――夜を歩く。

文字数 1,661文字


 夜を歩く。
 石段を登っていく。
 灯りもなく、暗闇にぼんやりと白く浮かびあがる石段は現実感に乏しく、踏み外さないよう気を配りながら、水の底の暗さとはこのようなものかと、鳥井寿郎(とりいじろう)はふと思った。
 夜風も、冴え冴えとした水のようだった。
 ――『ジゼル』、と言う御伽噺(おとぎばなし)を、鳥井寿郎は思い出していた。
 石段にかけた足が止まる。
 首を軽く振る。
 何かにつけて、そんな事ばかり考えてしまう。
 いつだって、同じ事を考えている。
 どんな事があっても……愚かにも、寿郎はバレエの事を考えてしまう。
 そんな自分が、寿郎は少しだけ厭になった。
 悔しいのに、苦しいのに、涙も出てこない。
 涙の代わりに己を嘲おうと出来そこないの溜息一つさえ、いじけていて気が滅入った。
 鳥井寿郎は、ダンサーだ。高校生であり、アマチュアだが、舞踏(バレエ)に生きると心を決めたのなら、生き方はダンサーだと寿郎は思う。三歳の頃から、古典(クラシック)現代(コンテンポラリ)の両方を学ぶ。
 いや、学んでいた、と言うべきか。
 それとも、学んでいる、と貫くべきか。
 寿郎の細くしなやかな手足は、そんな日々たゆまぬ修練で作られたものだ。中性的な童顔――王子様、と言うには寿郎自身に言わせると身長が足りない。バレエダンサーに必要な身長と言うものがある。舞台で王子様を演じるなら、背は高くあるべきだと寿郎は思う。
 小さな体はいつだって恨めしかった。
 小さくて、細身で、女の子のよう、と言われる度に気分は沈んだ。
 それでも、持って生まれたものは仕方がない、出来る事は必ずある。そう言い聞かせてきた。自分自身に。
 再び、石段を登り始める。
 冷たく重い水のような夜、登る先は果たして、水面(みなも)だろうか。
 それとも、登っているつもりが実は、潜っているのだろうか。
 ――『ジゼル』。
 またしても脳裏によぎる、ジゼル。
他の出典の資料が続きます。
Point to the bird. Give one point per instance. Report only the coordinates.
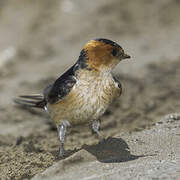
(83, 93)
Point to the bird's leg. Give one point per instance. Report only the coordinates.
(62, 128)
(96, 128)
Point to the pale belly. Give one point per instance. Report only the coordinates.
(83, 103)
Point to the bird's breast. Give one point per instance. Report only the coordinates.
(88, 99)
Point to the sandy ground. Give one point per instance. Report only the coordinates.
(40, 39)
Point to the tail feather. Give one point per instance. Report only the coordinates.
(34, 100)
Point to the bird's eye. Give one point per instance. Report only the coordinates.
(115, 52)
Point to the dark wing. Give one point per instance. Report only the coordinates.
(61, 87)
(118, 83)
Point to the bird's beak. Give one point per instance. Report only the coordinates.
(125, 56)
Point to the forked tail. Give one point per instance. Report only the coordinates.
(34, 100)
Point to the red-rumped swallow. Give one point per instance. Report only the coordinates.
(83, 93)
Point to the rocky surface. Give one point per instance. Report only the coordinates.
(41, 39)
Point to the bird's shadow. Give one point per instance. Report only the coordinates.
(111, 150)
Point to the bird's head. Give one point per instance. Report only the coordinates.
(102, 55)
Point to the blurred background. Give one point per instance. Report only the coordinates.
(40, 39)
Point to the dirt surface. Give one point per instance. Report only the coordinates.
(40, 39)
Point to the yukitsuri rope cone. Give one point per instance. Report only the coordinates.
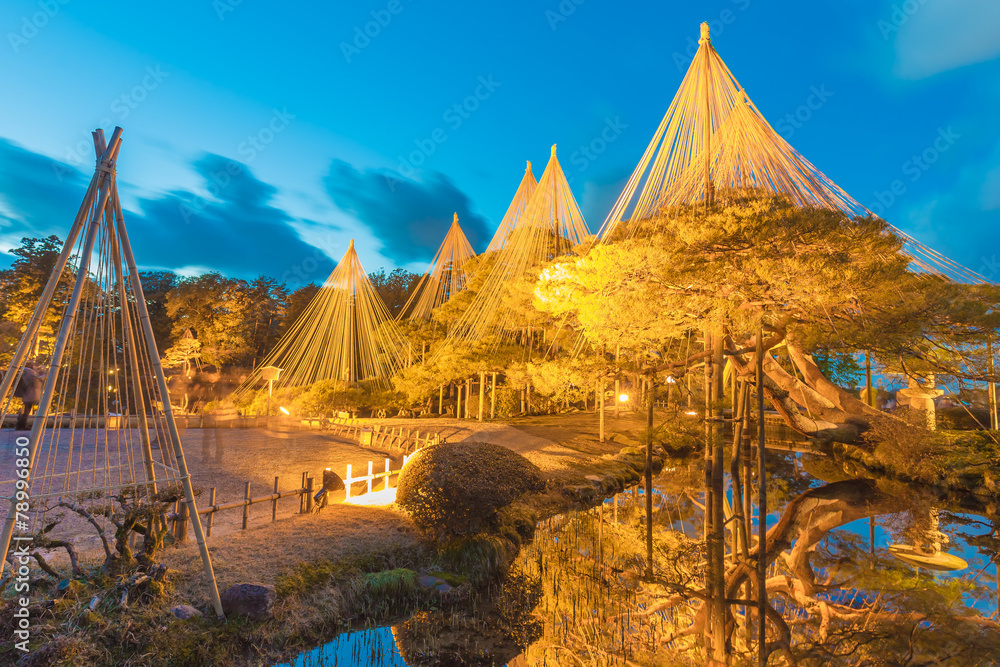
(550, 225)
(444, 278)
(344, 334)
(518, 206)
(104, 431)
(713, 139)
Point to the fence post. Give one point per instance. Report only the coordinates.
(302, 504)
(180, 528)
(274, 503)
(211, 515)
(246, 506)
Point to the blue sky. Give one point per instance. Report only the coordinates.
(260, 137)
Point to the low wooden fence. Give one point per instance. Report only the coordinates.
(407, 441)
(394, 439)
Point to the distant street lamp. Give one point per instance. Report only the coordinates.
(270, 373)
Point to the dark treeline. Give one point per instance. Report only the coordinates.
(236, 322)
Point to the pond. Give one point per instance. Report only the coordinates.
(859, 571)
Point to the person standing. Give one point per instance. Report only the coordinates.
(29, 390)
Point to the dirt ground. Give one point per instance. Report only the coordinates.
(227, 458)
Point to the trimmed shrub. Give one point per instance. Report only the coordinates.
(458, 488)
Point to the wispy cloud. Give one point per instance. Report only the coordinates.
(235, 230)
(934, 36)
(410, 217)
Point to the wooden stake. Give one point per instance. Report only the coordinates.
(246, 508)
(761, 508)
(274, 503)
(211, 516)
(991, 388)
(601, 409)
(493, 397)
(482, 393)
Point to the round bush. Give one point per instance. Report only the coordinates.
(457, 488)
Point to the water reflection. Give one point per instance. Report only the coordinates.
(836, 593)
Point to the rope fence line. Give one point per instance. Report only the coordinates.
(405, 441)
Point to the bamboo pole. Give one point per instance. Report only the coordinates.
(649, 482)
(274, 503)
(493, 397)
(991, 387)
(482, 393)
(601, 409)
(246, 507)
(211, 515)
(181, 525)
(618, 390)
(69, 318)
(165, 402)
(761, 508)
(147, 448)
(868, 380)
(302, 501)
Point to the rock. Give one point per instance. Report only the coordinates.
(69, 588)
(435, 584)
(89, 618)
(427, 581)
(185, 611)
(255, 601)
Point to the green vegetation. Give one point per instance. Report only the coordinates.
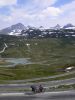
(48, 56)
(62, 87)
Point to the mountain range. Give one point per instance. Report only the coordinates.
(20, 30)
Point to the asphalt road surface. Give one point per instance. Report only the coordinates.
(45, 84)
(62, 95)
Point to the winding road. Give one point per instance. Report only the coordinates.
(61, 95)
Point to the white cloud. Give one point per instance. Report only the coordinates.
(51, 11)
(7, 2)
(44, 3)
(48, 16)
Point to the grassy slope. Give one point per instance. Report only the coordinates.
(52, 54)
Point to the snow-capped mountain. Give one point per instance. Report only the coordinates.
(13, 30)
(57, 27)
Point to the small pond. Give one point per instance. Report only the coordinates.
(15, 61)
水の女。
 それは、クラシックバレエの代表的な演目(タイトル)だ。

 寿郎の友人たちはバレエと聞くと難しそうな顔をするけれど、寿郎にはそれが不思議だ。
 御伽噺(おとぎばなし)は難しくないからだ。
 クラシックバレエの多くは、題材に御伽噺(フォークロア)を採る。
 王子様がいて、お姫様がいて、妖精がいて、悪い魔法使いもいる、そんな御伽噺(フォークロア)
 ジゼルの物語とは、悲恋を巡る物語。
 ジゼルと言う少女が、アルブレヒトと言う青年に騙され、恋破れた悲しみの内に死ぬ。
 そして、森の奥の沼で、水の妖精に生まれ変わる。
 裏切られ、打ちひしがれ、人ならざる者となったジゼルは月光のように淡く、夜風のように透明に、夜の沼に立つ。
 ほら、観る分にはとても簡単だ。ジゼルは舞台に現れる。
 観る分には、舞台上のジゼルに心を寄せるだけでいい。
 ただ、ダンサーには難問だ。
 ジゼルを演ずる者は、月光のように淡く、夜風のように透明にならなくてはならない。
 クラシックバレエには科白(せりふ)がない。
 言葉の綾を用いず、ただ己の身体のみで、ジゼルにならなくてはならない。

 石段を登りきった。
 鳥居をくぐる。
 神社の境内だ。
 街の灯が微かに届いて、石畳がまるで舞台のように白く、浮かび上がる。
 ここが今の、鳥井寿郎の舞台。
 恩師はいない。仲間もいない。観ていてくれる眼だって、ない。
 肩に下げていたボストンバックを落とす。
 シャツのボタンを、ひとつずつゆっくり外して、ボストンバッグに畳んで仕舞った。
 上はタンクトップ一枚。露出した肩に、夜気が冷たい。
 息を、長く取った。
 息を重ねて、首の、肩の、背中の力を抜いていく。
 鳥井寿郎は、考える。
 もしぼくが、女の子だったら。
 ぼくはジゼルになれるだろうか。
 裏切られた。打ちひしがれた。
 その果てにとても希薄な者になれればいいのに、と思う。
 今夜も踊ろうと、鳥井寿郎は思った。